By Raisa Bruner
June 27, 2016

Warning: This post contains spoilers for the sixth season of Game of Thrones.

Over the course of Game of Thrones’ six seasons, Sansa Stark has moved from pawn and victim to major player in the game, taking control of her destiny to escape Ramsay Bolton’s sadistic grip and rally the Knights of the Vale to rescue Jon Snow and his Northern forces when they needed it most. She’s a survivor with a strategic mind — no longer just a young girl who dreams of being a princess.

So what’s next for Sansa, now that Winterfell is hers once more? Two illuminating conversations with her male counterpoints shed some light on the choices of the new Lady of Winterfell.

First, Sansa and Jon take a moment, as snow falls on the ramparts, to reaffirm the mistakes they’ve made — and their need to trust each other. In an interview clip from HBO, actress Sophie Turner notes that there’s always been tension between Sansa and Jon, thanks to her mother Catelyn Stark’s dislike of the boy she believed to be a symbol of her husband’s infidelity (which, we now know, is false).

“We can’t fight a war amongst ourselves. We have so many enemies now,” Jon tells Sansa. But although the moment is tender, it also foreshadows a bigger problem in their relationship. Snow, who has never had to play delicate political games Sansa excels at, continues to underestimate her power — instead just seeing her as a little sister, not a cunning politician in her own right, with her own ambitions.

“I think Jon is oblivious. He hasn’t actually learned his lesson from trying to pay attention to what she’s feeling. He says he has, but he’s asking her to trust him. He’s not listening and watching and observing her,” Kit Harington says of his character’s shortcomings. That could especially be a problem when we consider Sansa’s subsequent conversation with Littlefinger.

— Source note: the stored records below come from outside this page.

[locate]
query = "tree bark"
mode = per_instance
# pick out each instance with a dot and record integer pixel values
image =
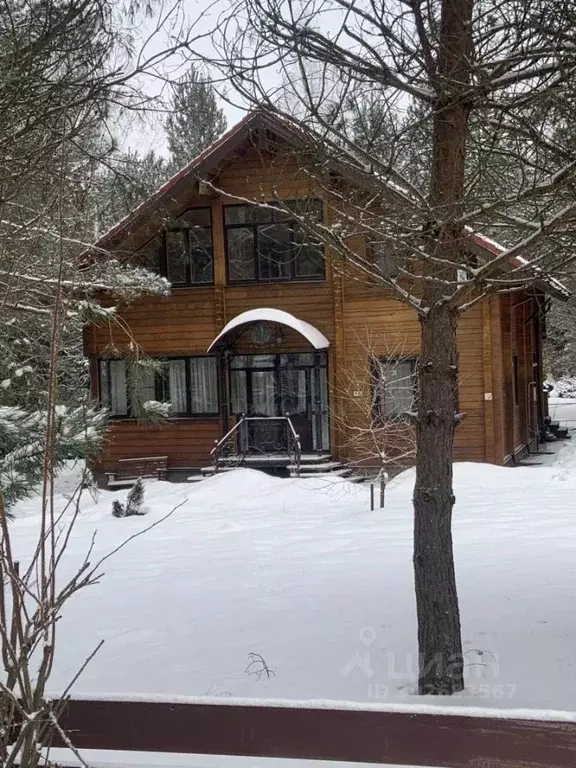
(439, 640)
(439, 636)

Sansa is alone in the godswood when Lord Baelish finds her. The scene echoes a pivotal moment in the pilot episode between Ned and Catelyn Stark, when Catelyn comes to tell Ned that his friend Jon Arryn has died (which is Littlefinger’s doing, as it happens). That death is what ultimately sets the series in motion, as Ned is thrown back into the path of Robert Baratheon and the Lannisters.

The conversation between Sansa and Littlefinger is, similarly, centered on a journey back down to King’s Landing. But this time it’s Littlefinger who’s seeking the Iron Throne — with, he hopes, Sansa at his side.

“That’s a pretty picture,” she says smoothly, rebuffing his declaration of love and seeming to confirm her lack of interest in returning to King’s Landing, leaving Littlefinger in the lurch. But not so fast: later in the episode, as the Northern bannermen all rally around Jon Snow and proclaim him King in the North, Sansa’s smile falters in the midst of celebration as she and Littlefinger share a look. In many ways, she is responsible for bringing Jon back to Winterfell and setting him up for victory. But there’s no credit given her — by Jon, or by any of the Northerners assembled in the hall — and, suddenly, Littlefinger’s offer might be looking rather more appealing. Will she be satisfied to sit in Jon’s shadow? At any rate, Lord Baelish has reminded her that there’s more to Westeros than Winterfell, and it’s all within her reach.

Sansa’s had a taste of true power. It’s unlikely that she’ll forget it. Jon Snow had better not forget it, either.